Taifun CHABA schwächt sich über China ab. Den­noch kommt an an­derer Stelle ein wei­terer Tropen­sturm hinzu. Die Sai­son nimmt Fahrt auf.


Tropensturm CHABA hatte sich bereits heute Morgen zum Taifun verstärkt und steuerte mit Windgeschwindigkeiten von 131 bis 185 km/h auf den Süden Chinas zu. Im Laufe des Tages traf er auf die Küste und zieht nun über China hinweg. Infolge der Reibung mit der Landoberfläche nehmen die Windgeschwindigkeiten ab und liegen derzeit nur noch bei 84 bis 122 km/h. Damit hat sich CHABA wieder zum Tropensturm abgeschwächt. Starke Regenfälle und stürmisches Wetter sorgen in der Region für Unwetter.

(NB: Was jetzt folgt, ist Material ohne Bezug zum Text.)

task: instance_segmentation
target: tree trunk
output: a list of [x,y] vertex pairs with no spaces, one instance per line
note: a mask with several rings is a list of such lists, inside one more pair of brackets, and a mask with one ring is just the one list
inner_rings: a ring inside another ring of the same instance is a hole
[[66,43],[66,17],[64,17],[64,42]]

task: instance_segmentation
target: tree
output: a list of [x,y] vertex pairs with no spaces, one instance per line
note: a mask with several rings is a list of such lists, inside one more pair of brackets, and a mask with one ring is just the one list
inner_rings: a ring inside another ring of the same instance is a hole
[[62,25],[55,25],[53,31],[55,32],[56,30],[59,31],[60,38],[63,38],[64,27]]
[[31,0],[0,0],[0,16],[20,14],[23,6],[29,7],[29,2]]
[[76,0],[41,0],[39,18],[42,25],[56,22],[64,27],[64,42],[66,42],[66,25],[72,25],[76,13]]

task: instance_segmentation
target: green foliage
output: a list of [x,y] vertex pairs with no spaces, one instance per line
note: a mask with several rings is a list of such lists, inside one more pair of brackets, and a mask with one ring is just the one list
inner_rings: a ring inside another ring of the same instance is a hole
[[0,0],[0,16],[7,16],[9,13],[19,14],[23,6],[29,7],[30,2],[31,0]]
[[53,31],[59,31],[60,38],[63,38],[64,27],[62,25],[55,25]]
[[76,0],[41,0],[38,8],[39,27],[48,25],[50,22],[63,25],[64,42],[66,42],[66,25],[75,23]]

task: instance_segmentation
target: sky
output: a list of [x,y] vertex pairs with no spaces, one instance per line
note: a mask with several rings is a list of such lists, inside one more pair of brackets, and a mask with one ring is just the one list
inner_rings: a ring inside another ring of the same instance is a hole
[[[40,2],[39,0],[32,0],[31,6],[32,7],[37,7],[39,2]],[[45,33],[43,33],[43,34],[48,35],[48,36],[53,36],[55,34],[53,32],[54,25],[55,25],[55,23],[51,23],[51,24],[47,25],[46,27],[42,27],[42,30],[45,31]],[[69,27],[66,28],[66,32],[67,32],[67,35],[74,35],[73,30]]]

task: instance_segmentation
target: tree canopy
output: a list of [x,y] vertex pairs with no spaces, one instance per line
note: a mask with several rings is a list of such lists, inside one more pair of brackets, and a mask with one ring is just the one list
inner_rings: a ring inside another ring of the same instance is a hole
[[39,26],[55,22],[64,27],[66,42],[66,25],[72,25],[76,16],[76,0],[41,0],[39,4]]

Tropensturm AERE ist über die südlichen Inseln Japans hinweggezogen und schwächt sich ab. Mit Windgeschwindigkeiten von 75 bis 113 km/h zieht er ebenfalls auf die Küste Chinas zu, doch nun im Osten des Landes.


In der Karibik ist es wieder ruhig geworden, nachdem dort Tropensturm BONNIE tagelang an der Nordküste Südamerikas entlangzog. Doch nun befindet er sich über Costa Rica und Nicaragua und sorgt mit Windgeschwindigkeiten von 66 bis 84 km/h für stürmisches Wetter. Ergiebige Regenfälle sind ebenfalls dabei. Der Sturm schwächt sich zwar derzeit ab, doch schon morgen wird er in den Ostpazifik wechseln und laut den aktuellen Vorhersagen an der Küste nordwestlich weiterziehen. Anfang der nächsten Woche könnte er wieder deutlich erstarken.


Ein Windsystem an der Ostküste der USA hat heute einen weiteren Sturm hervorgebracht. Der dritte Sturm der nordatlantischen Saison wurde mit Windgeschwindigkeiten von 66 bis 84 km/h schon zum Tropensturm hochgestuft und erhielt den Namen COLIN. Es ist jedoch noch nicht klar, wie lange der Sturm noch existieren wird. Es ist möglich, dass er sich innerhalb der nächsten beiden Tage wieder aufgelöst hat.


Vier Tropenstürme ziehen derzeit über die Meere. Im nördlichen Indischen Ozean sind keine zu verzeichnen, doch auch dort könnte sich an der Südspitze Indiens bald etwas bilden. Auch in der Karibik steigert sich wieder das Potential.